Use Conservation of Momentum or Conservation of KE for spring problem

[brainyasian]

Homework Statement

The system shown above has a spring attached to two masses. Mass I is 3 times greater in mass than Mass II. The spring is initially stretched and let go to allow the two masses to approach each other. Which of the following is the same for both masses?
a. speed
b. velocity.
c. acceleration
d. kinetic energy
e. magnitude of momentum

Homework Equations

Conservation of momentum
conservation of energy

The Attempt at a Solution

I know it's not the first three, but I'm not sure if you use the conservation of momentum or the conservation of energy for this problem

 

[Screen]

Try proving each one and post what you get here.

What would cause momentum to be lost?

 

[brainyasian]

Try proving each one and post what you get here.

What would cause momentum to be lost?

But this is a closed system. Since no energy is lost or gained and this is a perfectly elastic collision, wouldn't both KE and momentum remain the same afterwards?

 

[Screen]

But this is a closed system.
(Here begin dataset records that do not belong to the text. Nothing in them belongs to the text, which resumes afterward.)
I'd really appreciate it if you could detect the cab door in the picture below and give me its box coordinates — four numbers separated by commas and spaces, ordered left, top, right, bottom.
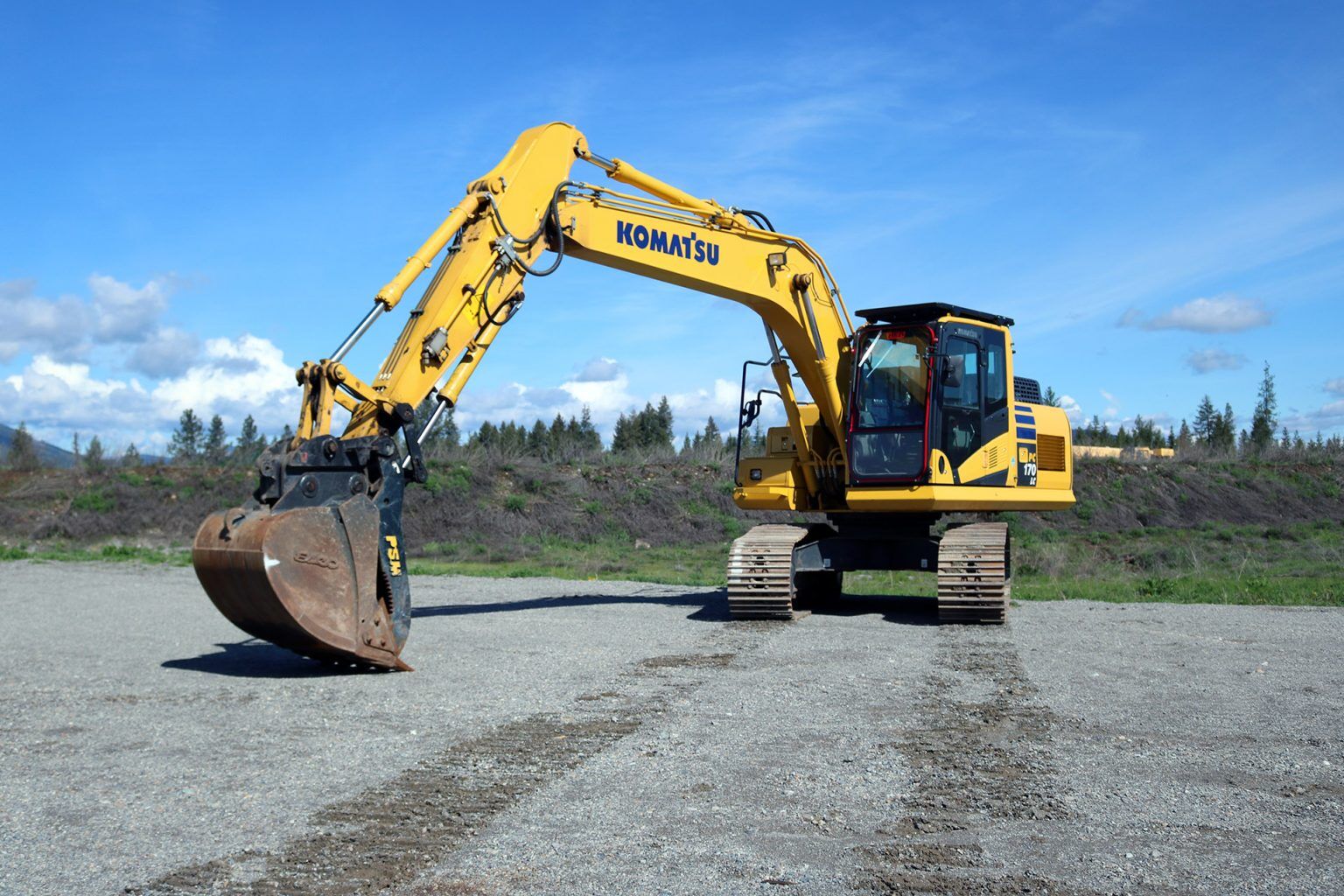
935, 324, 1008, 485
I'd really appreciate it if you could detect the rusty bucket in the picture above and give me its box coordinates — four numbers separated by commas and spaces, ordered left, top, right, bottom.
191, 435, 410, 670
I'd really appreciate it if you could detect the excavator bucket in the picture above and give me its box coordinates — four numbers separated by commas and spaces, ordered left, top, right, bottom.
191, 437, 410, 670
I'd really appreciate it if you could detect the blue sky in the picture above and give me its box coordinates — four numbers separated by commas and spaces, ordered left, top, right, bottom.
0, 0, 1344, 447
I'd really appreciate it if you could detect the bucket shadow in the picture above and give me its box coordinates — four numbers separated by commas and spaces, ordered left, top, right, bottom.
158, 638, 382, 678
411, 590, 729, 622
411, 588, 938, 626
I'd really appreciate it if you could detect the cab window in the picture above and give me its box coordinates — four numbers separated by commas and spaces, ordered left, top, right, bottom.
850, 329, 928, 480
940, 336, 984, 467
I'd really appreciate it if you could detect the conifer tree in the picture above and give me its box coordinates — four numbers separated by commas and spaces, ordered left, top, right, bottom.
200, 414, 228, 465
168, 407, 204, 464
83, 435, 108, 472
1250, 361, 1278, 452
5, 422, 42, 472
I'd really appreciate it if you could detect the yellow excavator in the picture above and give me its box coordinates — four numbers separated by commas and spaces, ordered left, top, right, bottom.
192, 122, 1074, 669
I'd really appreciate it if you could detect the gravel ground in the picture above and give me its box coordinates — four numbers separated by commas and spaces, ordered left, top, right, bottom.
0, 563, 1344, 896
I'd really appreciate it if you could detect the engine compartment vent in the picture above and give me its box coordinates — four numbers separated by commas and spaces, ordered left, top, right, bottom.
1012, 376, 1040, 404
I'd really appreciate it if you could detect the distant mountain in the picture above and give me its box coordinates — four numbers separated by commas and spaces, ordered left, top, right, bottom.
0, 424, 75, 467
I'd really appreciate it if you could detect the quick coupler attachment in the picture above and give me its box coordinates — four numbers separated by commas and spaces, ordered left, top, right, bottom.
191, 435, 419, 670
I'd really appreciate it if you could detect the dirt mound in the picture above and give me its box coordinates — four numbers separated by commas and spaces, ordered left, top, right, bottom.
0, 458, 1344, 550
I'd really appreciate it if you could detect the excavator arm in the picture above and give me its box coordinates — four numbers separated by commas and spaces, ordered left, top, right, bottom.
192, 123, 853, 669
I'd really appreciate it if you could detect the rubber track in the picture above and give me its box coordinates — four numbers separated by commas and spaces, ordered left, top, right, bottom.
729, 525, 808, 620
938, 522, 1012, 623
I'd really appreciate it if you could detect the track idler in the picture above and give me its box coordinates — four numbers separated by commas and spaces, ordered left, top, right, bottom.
191, 435, 418, 670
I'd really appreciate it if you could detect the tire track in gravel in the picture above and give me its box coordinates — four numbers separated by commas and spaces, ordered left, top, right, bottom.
856, 626, 1096, 896
125, 622, 780, 896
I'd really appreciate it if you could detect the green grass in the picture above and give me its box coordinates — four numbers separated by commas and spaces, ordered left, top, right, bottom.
0, 544, 191, 567
0, 518, 1344, 606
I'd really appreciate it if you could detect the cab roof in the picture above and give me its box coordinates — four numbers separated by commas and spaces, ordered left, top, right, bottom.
859, 302, 1013, 326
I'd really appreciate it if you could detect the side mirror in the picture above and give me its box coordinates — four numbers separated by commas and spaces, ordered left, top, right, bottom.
942, 354, 966, 388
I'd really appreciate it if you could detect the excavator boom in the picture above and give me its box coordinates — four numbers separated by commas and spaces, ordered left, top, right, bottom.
192, 123, 1074, 669
192, 123, 852, 669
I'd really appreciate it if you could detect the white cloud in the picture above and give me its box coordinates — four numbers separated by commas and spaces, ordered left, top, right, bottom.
457, 359, 783, 438
0, 279, 91, 361
152, 334, 298, 429
0, 274, 178, 361
88, 274, 178, 342
126, 326, 200, 379
1279, 400, 1344, 438
0, 336, 298, 452
1119, 293, 1271, 333
574, 357, 621, 383
1186, 348, 1246, 374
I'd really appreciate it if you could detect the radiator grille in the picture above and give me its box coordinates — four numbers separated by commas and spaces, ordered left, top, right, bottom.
1036, 435, 1065, 472
1012, 376, 1041, 404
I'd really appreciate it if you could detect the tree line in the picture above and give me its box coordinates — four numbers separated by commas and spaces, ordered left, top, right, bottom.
7, 363, 1344, 472
1051, 361, 1344, 455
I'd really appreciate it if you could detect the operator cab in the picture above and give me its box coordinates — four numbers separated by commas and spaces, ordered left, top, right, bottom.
848, 302, 1012, 486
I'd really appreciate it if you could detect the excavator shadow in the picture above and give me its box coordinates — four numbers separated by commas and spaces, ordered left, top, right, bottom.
158, 638, 386, 678
411, 588, 730, 622
809, 594, 938, 626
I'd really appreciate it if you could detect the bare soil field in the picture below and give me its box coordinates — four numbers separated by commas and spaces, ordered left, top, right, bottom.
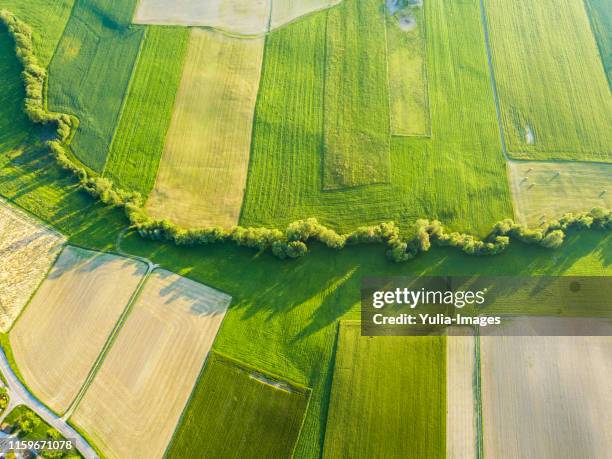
134, 0, 341, 35
0, 199, 66, 333
446, 336, 477, 459
71, 270, 231, 458
9, 246, 146, 413
508, 161, 612, 225
147, 29, 264, 227
481, 318, 612, 459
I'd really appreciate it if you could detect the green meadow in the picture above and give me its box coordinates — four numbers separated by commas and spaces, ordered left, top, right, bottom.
104, 27, 189, 195
48, 0, 144, 172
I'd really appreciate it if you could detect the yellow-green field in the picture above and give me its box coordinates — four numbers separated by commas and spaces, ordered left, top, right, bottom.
147, 29, 264, 227
387, 1, 431, 135
9, 247, 146, 413
483, 0, 612, 162
508, 161, 612, 225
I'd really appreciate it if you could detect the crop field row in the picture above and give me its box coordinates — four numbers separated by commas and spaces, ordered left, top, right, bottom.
484, 0, 612, 162
48, 0, 144, 172
585, 0, 612, 88
104, 26, 189, 196
134, 0, 341, 35
508, 161, 612, 226
323, 0, 390, 190
386, 0, 431, 135
323, 322, 446, 458
71, 270, 231, 458
147, 29, 264, 227
240, 0, 512, 234
0, 198, 66, 333
167, 353, 310, 459
9, 247, 146, 413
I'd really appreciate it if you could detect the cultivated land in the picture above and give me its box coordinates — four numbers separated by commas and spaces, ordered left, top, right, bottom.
9, 247, 146, 413
480, 318, 612, 458
134, 0, 271, 35
323, 0, 390, 190
508, 161, 612, 226
323, 322, 446, 458
446, 332, 477, 459
240, 0, 512, 234
585, 0, 612, 86
0, 199, 66, 333
0, 0, 75, 66
71, 270, 231, 458
104, 26, 189, 196
48, 0, 144, 172
386, 2, 431, 135
147, 29, 264, 227
167, 353, 310, 459
484, 0, 612, 162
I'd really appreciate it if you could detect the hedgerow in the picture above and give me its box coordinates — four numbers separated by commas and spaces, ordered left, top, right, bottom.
0, 10, 612, 262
Since no energy is lost or gained and this is a perfectly elastic collision, wouldn't both KE and momentum remain the same afterwards?

Try writing it mathematically.

The problem is asking about the kinetic energy and momentum of each mass, not the combined total.

 

[brainyasian]

Try writing it mathematically.

The problem is asking about the kinetic energy and momentum of each mass, not the combined total.

but doesn't KE(M1) = KE(M2) because of conservation of mass and doesn't M(A)V(A) = M(B)V(B) make momentum equal?

 

[Screen]

but doesn't KE(M1) = KE(M2) because of conservation of mass and doesn't M(A)V(A) = M(B)V(B) make momentum equal?

Read the question carefully; they haven't collided yet.